Do you know what a tuddy is? Are you hip? You must know then, that a tuddy is what all the young ‘uns are calling a touchdown these days. You knew that, right? Just ignore the fact that tuddy is also a euphemism for the buttocks.
The new Commanders mascot is a cartoon pig named Major Tuddy.
So what if Washington hasn’t had a mascot for their entire 90 year history? They need one now that they are the Washington Commanders. They have to establish that new brand. They have to fortify that look and feel of having a military tone.
So of course they chose a… cartoon pig.
Say what?
That’s right.
Obviously this tuddy refers to a touchdown, not a butt.
Don’t worry, the mascot is decked out in military clothing. So that makes it all make sense.
The franchise revealed in the off-season that as part of the company re-brand, they were going to have a fan vote on what the new mascot would be. Commanders fans love fan votes – that’s how the name Commanders was chosen.
However, there has been some speculation that only two fans actually chose the name Commanders.
Not coincidentally, they both have the last name Snyder.
1 Choices
In September the team had narrowed the search to either a dog or a hog. After all, both of those two things absolutely scream military. Don’t they?
If you have a puzzled look on your face, don’t worry, you are not alone.
This website loves pigs. Adores them even. Bad pig puns and clichés have long been trademarks of blogs here.
For twenty years plus, the site has tried to honor and remember the golden olden days, when the real Hogs were in town. But there is zero reason to associate the current product with the past. Let alone with Hogs.
The proud offensive line of the 1980’s and early 1990’s were directly responsible for Washington’s three Super Bowls. They were a formidable group that deserves far better than to be in any way attached to the travesty that exists in Washington now.
That’s probably why the mascot choice may very well land Dan Snyder in court for the 923rd time this year. Okay, that’s not an accurate number, but it feels that way to the on-looking mob.
Who is behind the litigation?
The group of guys that the franchise is pretending to pay homage to.
2 Pig In A Poke
The O-Line Entertainment LLC is a group formed by original Hogs offensive linemen Jacoby, May, Riggins, Dean, and Walker. They own two trademarks – Hogs and Original Hogs.
Somewhat ironically, a pig in a poke is an idiom that refers to when someone buys something without inspecting it properly.
O-Line Entertainment LLC’s attorney Seth Berenzweig said before the unveiling, “If they go forward on Sunday and make the hog their mascot and try to trademark it, we are going to be forced into trademark infringement litigation.”

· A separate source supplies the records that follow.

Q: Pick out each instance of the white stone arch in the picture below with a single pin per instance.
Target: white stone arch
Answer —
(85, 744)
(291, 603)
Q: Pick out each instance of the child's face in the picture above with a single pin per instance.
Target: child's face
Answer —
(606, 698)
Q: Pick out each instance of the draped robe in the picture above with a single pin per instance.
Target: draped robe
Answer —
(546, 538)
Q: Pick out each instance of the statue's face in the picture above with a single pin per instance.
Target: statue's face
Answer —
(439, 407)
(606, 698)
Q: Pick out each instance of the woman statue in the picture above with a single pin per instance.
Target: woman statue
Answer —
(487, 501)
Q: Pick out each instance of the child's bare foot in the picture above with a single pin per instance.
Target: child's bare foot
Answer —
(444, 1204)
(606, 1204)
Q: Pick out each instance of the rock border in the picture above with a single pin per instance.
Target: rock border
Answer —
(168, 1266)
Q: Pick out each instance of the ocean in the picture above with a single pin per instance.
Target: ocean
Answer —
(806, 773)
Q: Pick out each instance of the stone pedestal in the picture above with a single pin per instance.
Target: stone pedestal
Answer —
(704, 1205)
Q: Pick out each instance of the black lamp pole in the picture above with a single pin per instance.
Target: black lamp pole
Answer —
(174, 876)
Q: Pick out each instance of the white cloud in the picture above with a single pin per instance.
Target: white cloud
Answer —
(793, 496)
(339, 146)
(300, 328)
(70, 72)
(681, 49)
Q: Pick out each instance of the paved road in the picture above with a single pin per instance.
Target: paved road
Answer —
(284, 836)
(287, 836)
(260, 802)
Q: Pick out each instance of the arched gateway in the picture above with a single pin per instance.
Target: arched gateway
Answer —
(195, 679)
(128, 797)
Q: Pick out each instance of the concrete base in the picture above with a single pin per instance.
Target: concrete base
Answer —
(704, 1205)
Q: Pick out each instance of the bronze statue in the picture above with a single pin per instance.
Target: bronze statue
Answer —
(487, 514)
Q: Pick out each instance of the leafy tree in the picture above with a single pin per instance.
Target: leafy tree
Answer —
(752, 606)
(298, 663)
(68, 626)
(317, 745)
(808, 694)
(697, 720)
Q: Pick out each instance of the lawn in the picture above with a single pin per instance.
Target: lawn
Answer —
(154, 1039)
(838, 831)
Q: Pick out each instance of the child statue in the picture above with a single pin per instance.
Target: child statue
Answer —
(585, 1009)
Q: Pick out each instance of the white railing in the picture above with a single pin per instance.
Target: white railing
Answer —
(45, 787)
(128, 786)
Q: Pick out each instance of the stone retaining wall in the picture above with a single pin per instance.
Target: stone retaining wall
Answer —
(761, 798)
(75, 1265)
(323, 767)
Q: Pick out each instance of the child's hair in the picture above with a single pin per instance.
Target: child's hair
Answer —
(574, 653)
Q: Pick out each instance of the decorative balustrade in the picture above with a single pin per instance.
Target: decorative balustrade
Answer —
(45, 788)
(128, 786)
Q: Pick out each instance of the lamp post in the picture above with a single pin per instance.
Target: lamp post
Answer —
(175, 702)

So of course the Commanders went full steam ahead and did it anyway. That’s what they do.
Pig in a poke.
They rolled out a pig in a battle helmet and acted like it was the most natural thing in the world. And like they had inspected it properly.
3 Like Pigs To Slaughter
Perhaps the most frightening thing of all is that there are fans still eating this nonsense up. Fans who would leap to the side of Major Tuddy and defend the choice. They would have you believe that the franchise is just celebrating the former offensive line.
It’s hard to say what’s more unpredictable – the organization’s gaffes, or the public’s response to them.
What will the franchise do next?
If you were to check the NFL future odds to see what sort of payoff you can get on the Commanders winning a Super Bowl – they’d surely be better than the kind of odds that you would get on choosing Major Tuddy as the new mascot. That must have paid off, at a minimum of 500,000 to 1.
There’s nobody on earth that upon hearing the name Commanders thought, “there has to be a pig associated with this somehow.”
And yet, it has come to pass.
4 Pigsty
Good golly, what a mess.
In hindsight, they probably should have given Major Tuddy some wings.
After all, at this point it seems that Washington won’t make it back to the Super Bowl until pigs can fly.